ELECTROCHEMICALLY INDUCED TRANSFORMATIONS OF MONOLAYERS FORMED BY SELF-ASSEMBLY OF MERCAPTOETHANOL AT GOLD

The structural stability of monolayers formed by the self-assembly of mercaptoethanol (HOCH2CH2SH) at annealed, mica-supported gold (ME/Au) has been characterized using electrochemical, infrared spectroscopic, and X-ray photoelectron spectroscopic techniques. The study was motivated by the observation that the one-electron reductive desorption of long-chain n-alkanethiolates by linear sweep voltammetry generally exhibits a single well-defined wave,1 while that of ME/Au produces two waves. The relative magnitudes of the waves for ME/Au are dependent on the extent of exposure to the laboratory ambient. Electrochemical oxidation of ME/Au shows that three oxidative processes occur sequentially. In the first process, ME/Au is catalytically oxidized by a four-electron process to a sulfidoacetic acid monolayer (adsorbed mercaptoacetic acid, MAA/Au). In the second process, the electrogenerated MAA/Au undergoes C-S bond cleavage, which gives rise to the second reductive desorption wave. In this case, as the extent of oxidation increases, a third desorption wave is also produced as a result of gradual formation of adsorbed polysulfur species.

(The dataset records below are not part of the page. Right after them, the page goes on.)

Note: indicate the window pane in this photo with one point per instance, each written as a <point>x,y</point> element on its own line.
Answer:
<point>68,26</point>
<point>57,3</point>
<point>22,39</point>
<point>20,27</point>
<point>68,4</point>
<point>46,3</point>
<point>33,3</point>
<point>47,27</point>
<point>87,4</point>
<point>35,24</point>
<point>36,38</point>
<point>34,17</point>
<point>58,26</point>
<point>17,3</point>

In the third oxidative process, the remaining sulfur monolayer is oxidatively desorbed from the surface. Our results, coupled with earlier literature reports,1a,2 suggest that electrochemical oxidation of thiolates on gold is a multipath process with the favored path dependent on the reaction conditions and the chemical composition of the thiolate. The spontaneous oxidation of ME/Au may proceed via the same path as the electrochemical oxidation (ME/Au to MAA/Au to S/Au), or adsorption of thiolate may activate the C-S bond, leading to direct conversion from ME/Au to S/Au.